Nach dem Wüten der NS-Terrororganisation Gestapo schrieb sich die junge BRD die strikte Trennung von Geheimdiensten und Polizei ins Grundgesetz. Viele polizeiliche Maßnahmen wurden unter Richtervorbehalt gestellt, also im Sinne der Gewaltenteilung der Kontrolle durch die Justiz unterworfen. Beides soll – so der CSU-Wille – mit der zweiten Novelle des Polizeiaufgabengesetzes (PAG) wohl noch in diesem Frühjahr relativiert, geschwächt oder beseitigt werden.
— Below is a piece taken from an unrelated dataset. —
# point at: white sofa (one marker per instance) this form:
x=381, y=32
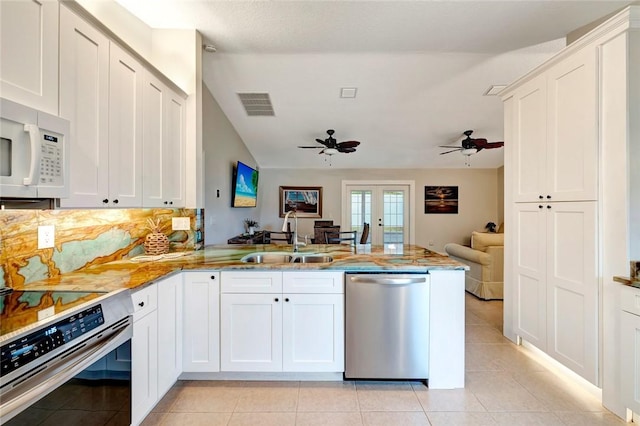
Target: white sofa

Die Polizei soll mit umfangreichen Geheim- oder Nachrichtendienstbefugnissen sowie erheblichen präventiven Vollmachten (also ohne Vorliegen einer Straftat oder konkreten Gefahr) ausgestattet werden. Der Datenaustausch mit den Diensten soll dafür institutionalisiert werden. Ein qualitativ neuer Angriff auf den Rechtsstaat.
Die Polizei darf nach dem neuen PAG Aufenthaltsverbote- und -gebote erlassen, also auch über den Wohnort von Bürger*innen (»Gefährdern«) bestimmen. Mutmaßt die Polizei, dass eine Person eine Straftat begehen könnte, kann diese prä-ventiv in »Gewahrsam«, also in Vorbeugehaft genommen werden. Nicht, wie bisher, für maximal zwei Wochen, sondern für drei Monate, letztlich unbegrenzt. Sie kann Drohnen für sogenannte »Übersichtsaufnahmen«, also für flächendeckende Bilder einsetzen, bei Demonstrationen alles und jede*n filmen. Über die paramilitärische Ausrüstung mit Handgranaten und »anderen Explosivstoffen« verfügt die Polizei bereits. Neu hinzukommen sollen nun »Sprenggeschosse«, die »aus Schusswaffen verschossen werden können«. Angezapft werden zukünftig Telekommunikationsverbindungen, Computer, Internet- und E-Mail-Verkehr – auch das Briefgeheimnis soll obsolet werden.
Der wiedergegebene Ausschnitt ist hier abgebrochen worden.